Shayne Ward singles chronology
| "Stand by Me" (2006) | "No U Hang Up" / "If That's OK with You" (2007) | "Breathless" (2007) |

= No U Hang Up =

2007 single by Shayne Ward

"No U Hang Up" is a song written by Arnthor Birgisson, Rami Yacoub and Savan Kotecha and performed by The X Factor winner, Shayne Ward. The song was released as a double A-side single along with "If That's OK with You", peaking at number two on the UK Singles Chart and reaching the top 20 in Denmark and Ireland.
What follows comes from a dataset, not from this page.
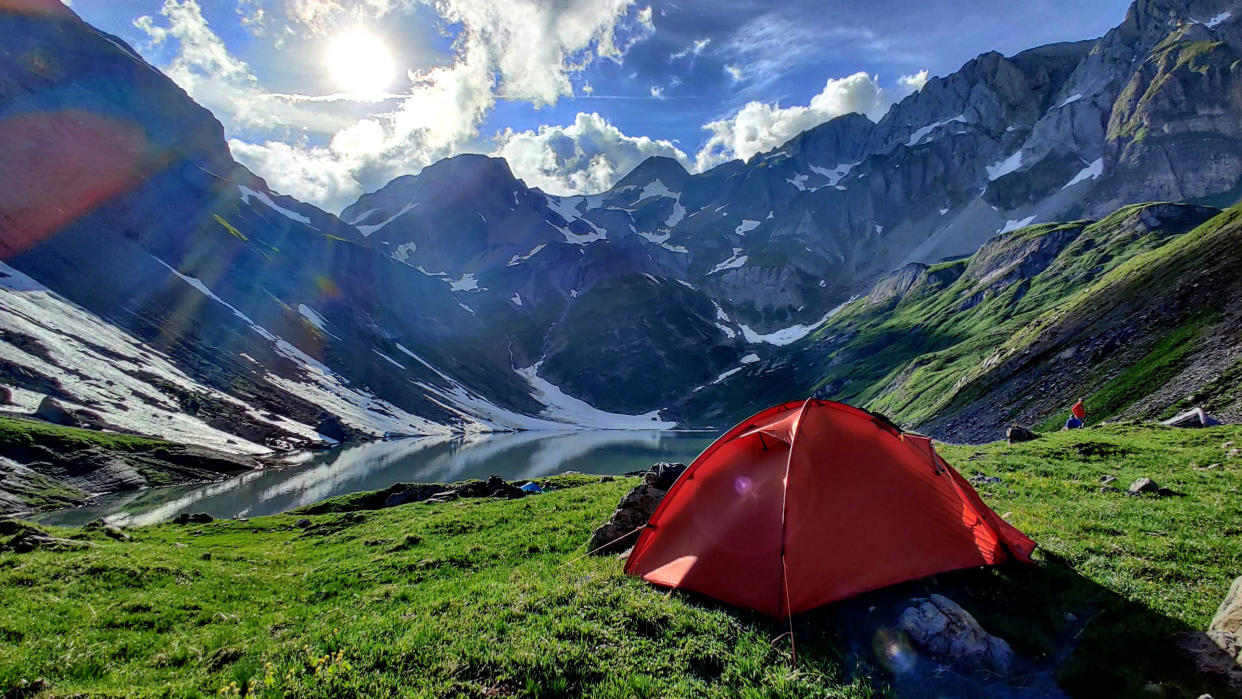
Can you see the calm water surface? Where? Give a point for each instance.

The song was described as invoking the image of "KFC wrappers blowing around in the doorway of JJB Sports".

==Chart performance==
Although the single was released as double A-side, the official Irish chart company, IRMA, did not combine the two singles when they charted, due to two different digital singles being available separately. "If That's OK with You" charted at number one, while "No U Hang Up" entered at number 14, later climbing to number 11. In the UK, the single entered the chart at number two, giving Ward his third and final top-five hit.

===Weekly charts===

| Chart (2007) | Peak position |
|---|---|
| Denmark (Tracklisten) | 4 |
| Europe (Eurochart Hot 100) | 7 |
| Ireland (IRMA) | 11 |
| Scotland (OCC) | 1 |
| Sweden (Sverigetopplistan) | 38 |
| UK Singles (OCC) | 2 |

===Year-end charts===

| Chart (2007) | Position |
|---|---|
| UK Singles (OCC) | 42 |

==Certifications==

| Region | Certification | Certified units/sales |
| United Kingdom (BPI) | Silver | 200,000^{‡} |
^{‡} Sales+streaming figures based on certification alone.